Because radio signals to and from the spacecraft took about 45 minutes to cover the 418-million-mile round-trip distance between Earth and the spacecraft, Stardust NExT carried out the flyby autonomously under control of its on-board computer. The first images of Tempel 1 were expected to reach NASA's Jet Propulsion Laboratory in Pasadena, Calif., around 3 a.m. EST Tuesday.
"In the few minutes around closest approach, we'll be taking the bulk of our images, we'll be taking 72 high-resolution images," JPL Project Manager Tim Larson said during a pre-encounter news conference. "We cannot transmit those to the ground real time because of the flyby geometry. So we have to store all of those on board in the spacecraft memory.
"An hour after the flyby, we turn the spacecraft to point the high gain antenna back to Earth and at that point, we'll start relaying all the information back to Earth. It will take approximately 12 hours to get all the data back own on the ground. The first images should be hitting the ground around midnight Pacific time on the 14th."
The $300 million Stardust mission was launched in 1999. On Jan. 2, 2004, the spacecraft flew past comet Wild 2, using an innovative collector to capture particles from the coma, the cloud of debris surrounding the nucleus. Passing back by Earth two years later, a small re-entry capsule carrying the collected material was ejected and fell to a landing in Utah where it was recovered for detailed analysis.
In the meantime, NASA carried out the Deep Impact mission, sending another spacecraft to comet Tempel 1, a roughly potato-shaped body with a nucleus measuring 4.7 by 3 miles. During a dramatic encounter in 2005, Deep Impact released an instrumented probe that crashed into the comet, throwing up a cloud of debris from the surface. The Deep Impact spacecraft monitored the crash from a safe distance and carried out remote observations with cameras and other instruments.
But the cloud of debris, or ejecta, thrown up by the Deep Impact probe prevented scientists from seeing the crater the crash excavated.
With the Stardust probe still healthy after its successful mission to Wild 2, NASA approved a $29 million mission extension and agreed to send the spacecraft to Tempel 1 to study how the comet had changed during a full trip around the sun.
In the pre-encounter briefing, Veverka said Tempel 1 turned out to be "unusually interesting."

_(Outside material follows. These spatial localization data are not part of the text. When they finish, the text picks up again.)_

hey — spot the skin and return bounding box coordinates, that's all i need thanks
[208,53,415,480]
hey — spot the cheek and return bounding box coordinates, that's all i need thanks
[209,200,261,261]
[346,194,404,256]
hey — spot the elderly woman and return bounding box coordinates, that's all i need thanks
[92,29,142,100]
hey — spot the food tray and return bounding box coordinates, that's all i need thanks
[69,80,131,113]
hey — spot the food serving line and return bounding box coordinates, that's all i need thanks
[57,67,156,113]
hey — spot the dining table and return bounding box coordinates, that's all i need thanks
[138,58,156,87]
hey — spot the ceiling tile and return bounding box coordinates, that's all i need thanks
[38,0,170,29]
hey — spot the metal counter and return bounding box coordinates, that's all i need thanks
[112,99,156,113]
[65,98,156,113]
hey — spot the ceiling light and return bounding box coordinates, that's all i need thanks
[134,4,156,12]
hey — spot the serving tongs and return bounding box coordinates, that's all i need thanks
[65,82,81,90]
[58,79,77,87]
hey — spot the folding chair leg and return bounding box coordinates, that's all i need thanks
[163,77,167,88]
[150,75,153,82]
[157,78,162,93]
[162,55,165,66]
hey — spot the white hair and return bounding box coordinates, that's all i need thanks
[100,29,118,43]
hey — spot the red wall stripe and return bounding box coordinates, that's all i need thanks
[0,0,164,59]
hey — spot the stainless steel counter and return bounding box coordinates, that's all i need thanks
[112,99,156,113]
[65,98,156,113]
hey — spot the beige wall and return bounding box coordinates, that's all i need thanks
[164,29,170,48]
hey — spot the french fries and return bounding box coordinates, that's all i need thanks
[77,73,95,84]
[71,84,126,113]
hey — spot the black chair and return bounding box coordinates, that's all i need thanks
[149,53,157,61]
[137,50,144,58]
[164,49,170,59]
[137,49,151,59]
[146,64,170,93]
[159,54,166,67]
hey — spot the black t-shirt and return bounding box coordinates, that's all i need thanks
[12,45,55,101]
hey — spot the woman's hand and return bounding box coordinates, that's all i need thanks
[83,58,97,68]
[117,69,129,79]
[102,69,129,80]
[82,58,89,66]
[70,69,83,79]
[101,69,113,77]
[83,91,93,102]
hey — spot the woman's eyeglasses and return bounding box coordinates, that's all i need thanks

"In places on Tempel 1, we see layered terrains, which probably contain information about how comet nuclei are put together, and we would like to see more of these terrains," he said, explaining why Tempel 1 was targeted for a second visit. "Deep Impact saw only about a third of the surface. We would like to see more."
Deep Impact also showed areas that appear to be smooth flow-like deposits, along with crater-like features that could be ancient vents.